Stardust è un network europeo di formazione e di ricerca dedicato allo studio e allo sviluppo di tecniche per il monitoraggio di asteroidi e detriti spaziali, per la rimozione dei detriti e la deflessione di asteroidi. Stardust ha lo scopo di formare la prossima generazione di scienziati ed ingegneri che dovranno proteggere il nostro pianeta, salvaguardare le nostre risorse spaziali e trasformare la minaccia rappresentata da asteroidi e detriti spaziali in un'opportunità.

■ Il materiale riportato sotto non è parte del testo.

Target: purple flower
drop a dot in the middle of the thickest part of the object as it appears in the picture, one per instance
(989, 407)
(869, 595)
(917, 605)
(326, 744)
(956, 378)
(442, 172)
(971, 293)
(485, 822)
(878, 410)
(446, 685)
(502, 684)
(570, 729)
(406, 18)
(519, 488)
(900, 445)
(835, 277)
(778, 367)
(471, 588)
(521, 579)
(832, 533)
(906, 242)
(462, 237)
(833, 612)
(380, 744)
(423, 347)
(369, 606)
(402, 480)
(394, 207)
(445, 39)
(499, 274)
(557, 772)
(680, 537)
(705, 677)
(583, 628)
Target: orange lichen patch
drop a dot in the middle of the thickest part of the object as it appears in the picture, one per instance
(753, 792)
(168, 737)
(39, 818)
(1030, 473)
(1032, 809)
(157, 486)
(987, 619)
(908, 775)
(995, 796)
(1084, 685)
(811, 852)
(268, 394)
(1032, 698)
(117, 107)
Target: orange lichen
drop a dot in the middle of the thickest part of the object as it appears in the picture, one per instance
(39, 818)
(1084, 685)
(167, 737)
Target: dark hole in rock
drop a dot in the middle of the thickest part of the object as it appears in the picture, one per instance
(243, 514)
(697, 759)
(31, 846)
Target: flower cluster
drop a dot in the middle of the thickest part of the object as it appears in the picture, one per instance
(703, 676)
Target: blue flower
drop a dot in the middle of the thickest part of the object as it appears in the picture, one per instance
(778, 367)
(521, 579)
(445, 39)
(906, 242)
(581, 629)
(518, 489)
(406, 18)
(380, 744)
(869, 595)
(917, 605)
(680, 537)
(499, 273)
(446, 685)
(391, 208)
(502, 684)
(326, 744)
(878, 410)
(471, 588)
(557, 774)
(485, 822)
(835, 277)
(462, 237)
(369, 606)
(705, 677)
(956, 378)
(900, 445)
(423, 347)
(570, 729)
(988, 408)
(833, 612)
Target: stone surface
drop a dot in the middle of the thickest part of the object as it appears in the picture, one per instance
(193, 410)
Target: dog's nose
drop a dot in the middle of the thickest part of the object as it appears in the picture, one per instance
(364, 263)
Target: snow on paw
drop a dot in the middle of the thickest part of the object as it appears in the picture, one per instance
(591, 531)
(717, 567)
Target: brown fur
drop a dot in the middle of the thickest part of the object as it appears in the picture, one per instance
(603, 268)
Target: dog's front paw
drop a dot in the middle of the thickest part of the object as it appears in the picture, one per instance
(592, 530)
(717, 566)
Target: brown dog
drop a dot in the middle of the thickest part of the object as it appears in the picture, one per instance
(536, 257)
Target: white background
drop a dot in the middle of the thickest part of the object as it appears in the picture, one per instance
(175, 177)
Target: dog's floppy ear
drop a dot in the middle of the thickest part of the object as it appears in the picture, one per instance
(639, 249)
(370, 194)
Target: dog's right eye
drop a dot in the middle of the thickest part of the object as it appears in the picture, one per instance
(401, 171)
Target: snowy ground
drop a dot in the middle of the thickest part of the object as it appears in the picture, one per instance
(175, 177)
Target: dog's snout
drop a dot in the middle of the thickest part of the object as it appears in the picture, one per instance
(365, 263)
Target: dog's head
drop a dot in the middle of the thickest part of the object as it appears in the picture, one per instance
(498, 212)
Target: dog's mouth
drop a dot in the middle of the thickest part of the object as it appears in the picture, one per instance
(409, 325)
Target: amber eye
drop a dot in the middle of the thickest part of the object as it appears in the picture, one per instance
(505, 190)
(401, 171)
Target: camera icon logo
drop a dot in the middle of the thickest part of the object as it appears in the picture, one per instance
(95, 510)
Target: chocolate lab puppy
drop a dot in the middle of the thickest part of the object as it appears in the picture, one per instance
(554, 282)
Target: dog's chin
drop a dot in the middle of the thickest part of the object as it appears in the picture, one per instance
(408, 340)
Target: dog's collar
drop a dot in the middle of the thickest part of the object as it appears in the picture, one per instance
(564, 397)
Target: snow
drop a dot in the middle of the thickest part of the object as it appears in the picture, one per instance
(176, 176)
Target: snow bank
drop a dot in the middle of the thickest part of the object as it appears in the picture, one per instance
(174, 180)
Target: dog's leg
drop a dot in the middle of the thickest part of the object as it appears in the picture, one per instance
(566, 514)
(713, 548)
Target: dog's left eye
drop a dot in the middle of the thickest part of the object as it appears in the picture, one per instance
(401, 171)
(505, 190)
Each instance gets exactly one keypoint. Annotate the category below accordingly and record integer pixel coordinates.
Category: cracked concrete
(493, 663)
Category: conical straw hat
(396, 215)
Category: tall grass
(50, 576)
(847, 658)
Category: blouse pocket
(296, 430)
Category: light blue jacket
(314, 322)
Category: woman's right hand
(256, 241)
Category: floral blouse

Stardust si spingerà ai confini della ricerca spaziale con idee innovative e concetti visionari. Il progetto di ricerca integrerà diverse discipline, dalla robotica alla matematica applicata, dall'intelligenza computazionale all'astrodinamica, per trovare soluzioni pratiche ed efficaci al problema degli asteroidi pericolosi e dei detriti spaziali. Il Gruppo di Meccanica Celeste è "Full Partner" del newtwork e conta al suo interno due "Early Stage Researchers", Stefano Maro' e Helene Ma. Stefano Maro si occupa della ricerca di algoritmi efficienti per la determinazione orbitale di asteroidi e dello studio del MOID per l'analisi del rischio d'impatto. Helene Ma si occupa della ricerca di algoritmi efficienti per la determinazione orbitale di detriti spaziali partendo da osservazioni radar e della ricerca di possibli collisioni all'interno della popolazione dei detriti spaziali.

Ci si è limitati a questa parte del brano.